How An Engineer Was Tortured To Become An Iranian Informer

Behdad_Esfahbod

In another incident of blatant brainwash, a Canadian Iranian software engineer working with a social media giant has turned sides and become an informer for the Iranian Revolutionary Guards (IRG). The IRG is a powerful tool of the Iranian military that remains sanctioned by the United States as a terrorist organization.

Behdad Esfahbod is known to be a brilliant software engineer, who claims to have been arrested by the Iranian police at the streets of Tehran, kept in solitary confinement for a period of seven days and then forced to become an informant. While Esfahbod did not adhere to the pressure tactics, he has quit work in the American social media bigwig, almost lost his mind and family life and has returned to Alberta in Canada.

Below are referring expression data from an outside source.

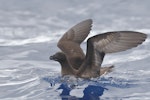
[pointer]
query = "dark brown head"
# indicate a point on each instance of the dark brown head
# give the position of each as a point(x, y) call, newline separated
point(59, 56)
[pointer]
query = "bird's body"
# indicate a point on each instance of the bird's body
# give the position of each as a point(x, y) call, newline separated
point(72, 58)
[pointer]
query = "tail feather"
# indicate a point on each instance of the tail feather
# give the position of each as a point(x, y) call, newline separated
point(106, 70)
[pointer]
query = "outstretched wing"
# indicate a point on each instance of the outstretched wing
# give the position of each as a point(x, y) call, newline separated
point(109, 42)
point(112, 42)
point(71, 40)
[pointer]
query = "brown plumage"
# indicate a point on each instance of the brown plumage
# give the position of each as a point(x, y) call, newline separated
point(72, 58)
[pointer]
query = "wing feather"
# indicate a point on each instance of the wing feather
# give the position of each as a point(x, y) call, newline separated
point(71, 40)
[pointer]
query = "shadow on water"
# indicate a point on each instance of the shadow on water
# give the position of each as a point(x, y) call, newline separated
point(91, 92)
point(94, 88)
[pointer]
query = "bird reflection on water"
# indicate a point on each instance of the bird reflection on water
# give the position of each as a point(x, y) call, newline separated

A graduate of the Sharif University of Technology, Esfahbod truth came out in the open as he took to the popular journalist and writing website Medium to talk about his ordeal. A brilliant student, he won a silver and gold medal in the International Olympiad in Informatics. He is also known for his ground breaking work for the past two decades has been instrumental in making non-English writing scripts available to web and Android users the world over.

Esfahbod’s accounts talks about his ordeal in the dreaded Evin Prison. He does admit that the torture and brainwashing could have come at a time when Iran had faced criticism over the massive plane crash and many Canadian lives also being lost. Threatening him of 10 years of imprisonment under false charges, he was repeatedly beaten, kept in blindfold and psychologically tortured to accept the offer of becoming an informer.

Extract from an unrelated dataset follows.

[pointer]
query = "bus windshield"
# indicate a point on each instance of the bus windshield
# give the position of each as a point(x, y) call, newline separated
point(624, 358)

According to Esfahbod, Iran is trying to catch hold of intelligent engineers, journalists and academia who can be a link between Iran and their respective countries of stay. Their intent is to extract information that continues to give Iran a strong hold over technology from these countries. Iranians wish to circumvent filters and gain access to secure connections abroad. The community that believes in Esfahbod in Iran is livid and the social media is crying aloud against government misusing their power to strip people of their human rights.

According to a prominent media agency who spoke to Hadi Ghaemi, executive director of the Center for Human Rights in Iran, a New York-based group, “They chase the best and brightest first into exile because of lack of opportunities at home. Then Iran’s authorities “target the diaspora for vicious political gain and attempts to turn the community against each other.”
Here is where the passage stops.